Jack thought they were home free until the guard insisted they go to the main building. Change of plan, but they’d deal by doing inside first then move outside. Going in through the service entrance, they were placed in a waiting area until the guard could contact someone named Fidel.
Damn
. Jack would give the situation three minutes then they’d go rogue.
Lauren wanted to stand in the middle of the floor and scream to the world on live TV that the SOB smiling so benevolently and doting on his chimpanzee was a horrendous, mass-murdering terrorist who’d kidnapped her children.
Instead she bit her lip, clenched her jaw, and walked along with the
Latimoor Live
crew. She had to hand it to Candace, the woman was a master of maneuvering. Menendez/Miles had wanted to take everyone to the GXP plant that adjoined his private compound, but Candace had talked him into showing them his private quarters first, emphasizing just how much more human and real and empathetic the viewers would be if they got to know the real Andreas Miles before they learned about his ingenious biofuel invention, GXP.

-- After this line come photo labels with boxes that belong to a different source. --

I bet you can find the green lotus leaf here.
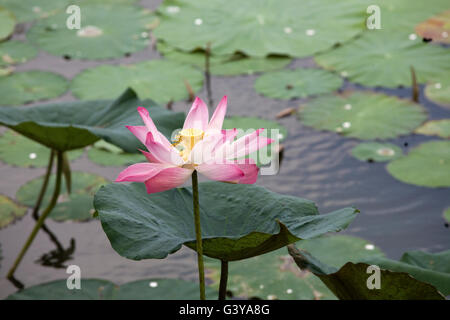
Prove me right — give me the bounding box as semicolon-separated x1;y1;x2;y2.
416;119;450;138
442;207;450;223
416;10;450;44
255;68;342;99
298;92;427;140
94;182;358;261
387;141;450;188
88;140;146;166
205;235;383;300
157;42;291;76
27;3;149;59
7;278;217;300
0;90;184;153
0;7;16;41
365;250;450;296
16;171;108;221
352;142;403;162
0;40;38;67
71;60;203;103
0;130;83;167
154;0;367;57
0;194;27;229
223;116;288;167
315;30;450;88
289;245;445;300
0;71;68;105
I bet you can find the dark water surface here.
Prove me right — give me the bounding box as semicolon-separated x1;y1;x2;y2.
0;1;450;298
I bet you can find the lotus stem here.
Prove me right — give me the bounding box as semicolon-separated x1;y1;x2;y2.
219;260;228;300
7;151;63;280
192;170;206;300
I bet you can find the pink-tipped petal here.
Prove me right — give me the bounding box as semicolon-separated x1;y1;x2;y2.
183;97;209;131
116;163;171;182
145;132;183;166
126;126;148;144
208;96;227;130
195;163;245;181
145;167;193;193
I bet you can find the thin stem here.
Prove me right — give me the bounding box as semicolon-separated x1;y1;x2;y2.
219;260;228;300
192;170;205;300
7;151;63;279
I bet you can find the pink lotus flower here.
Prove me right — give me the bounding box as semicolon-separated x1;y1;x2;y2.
116;96;273;193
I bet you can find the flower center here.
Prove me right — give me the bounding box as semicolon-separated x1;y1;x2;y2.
174;128;205;161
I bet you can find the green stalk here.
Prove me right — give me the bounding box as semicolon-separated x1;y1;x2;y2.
7;151;63;279
219;260;228;300
192;170;206;300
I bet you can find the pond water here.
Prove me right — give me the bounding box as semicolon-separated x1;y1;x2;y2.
0;1;450;298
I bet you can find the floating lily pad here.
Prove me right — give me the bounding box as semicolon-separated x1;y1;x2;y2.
0;41;38;67
0;194;27;229
368;250;450;295
0;71;68;105
72;60;203;103
387;141;450;187
157;42;291;76
299;92;427;140
315;30;450;88
416;119;450;138
0;90;185;152
289;245;444;300
155;0;367;57
0;0;73;22
442;207;450;223
205;236;383;300
94;182;358;261
425;78;450;107
16;171;108;221
27;3;149;59
255;68;342;99
352;142;402;162
0;7;16;41
0;130;83;167
7;278;217;300
223;116;288;166
416;10;450;44
88;140;146;166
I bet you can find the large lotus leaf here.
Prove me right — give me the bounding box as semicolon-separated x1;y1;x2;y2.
205;235;383;300
416;10;450;44
0;71;68;105
16;171;108;221
366;250;450;295
416;119;450;138
0;194;27;229
289;245;444;300
0;90;184;152
223;116;288;166
155;0;367;57
0;130;83;167
71;60;203;103
7;278;217;300
299;92;427;140
387;141;450;187
88;140;146;166
255;68;342;99
315;30;450;88
27;3;149;59
94;182;358;261
157;42;291;76
0;7;16;41
0;41;38;67
352;142;402;162
425;77;450;107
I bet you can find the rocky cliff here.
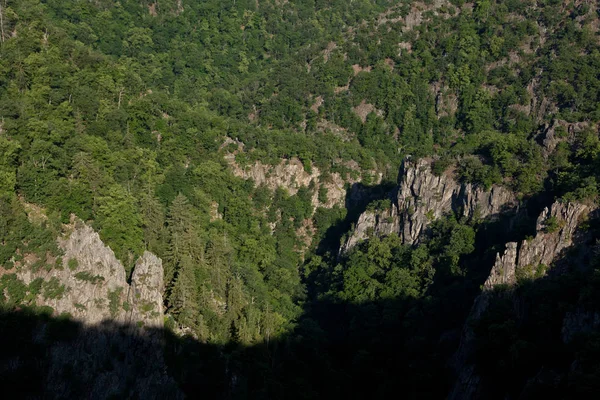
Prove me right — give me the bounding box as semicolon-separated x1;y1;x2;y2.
225;153;382;208
341;158;517;253
17;219;164;328
448;202;584;399
6;218;182;399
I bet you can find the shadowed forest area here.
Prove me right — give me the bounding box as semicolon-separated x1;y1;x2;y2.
0;0;600;400
0;208;600;399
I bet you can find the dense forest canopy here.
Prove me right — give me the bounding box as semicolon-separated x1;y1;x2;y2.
0;0;600;398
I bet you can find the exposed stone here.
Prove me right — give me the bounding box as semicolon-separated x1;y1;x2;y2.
342;158;516;252
483;242;517;290
128;251;164;328
448;202;588;400
10;218;183;399
561;308;600;343
17;219;163;328
226;156;383;208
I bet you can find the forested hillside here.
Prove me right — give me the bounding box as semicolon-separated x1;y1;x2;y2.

Menendez had fluffed like a peacock and began leading them around, explaining all of the green technology built into his facilities. He rarely had to use a generator between solar, wind and hydraulic power.
He led them to his energy control panel room and the engineer in charge. The man began explaining how power for the entire compound was regulated. While they were being lectured to, Lauren saw a man approach Menendez. Menendez immediately left the room, looking alarmed.
Lauren hesitated only a split second before following. One of Latimoor’s crewmen with a small video camera followed her.
“Want to tell me what’s up?” the guy whispered. A partially opened door indicated the way Menendez and his man had gone.
“Just follow and film,” she said. “And whatever you do don’t let them hear us.”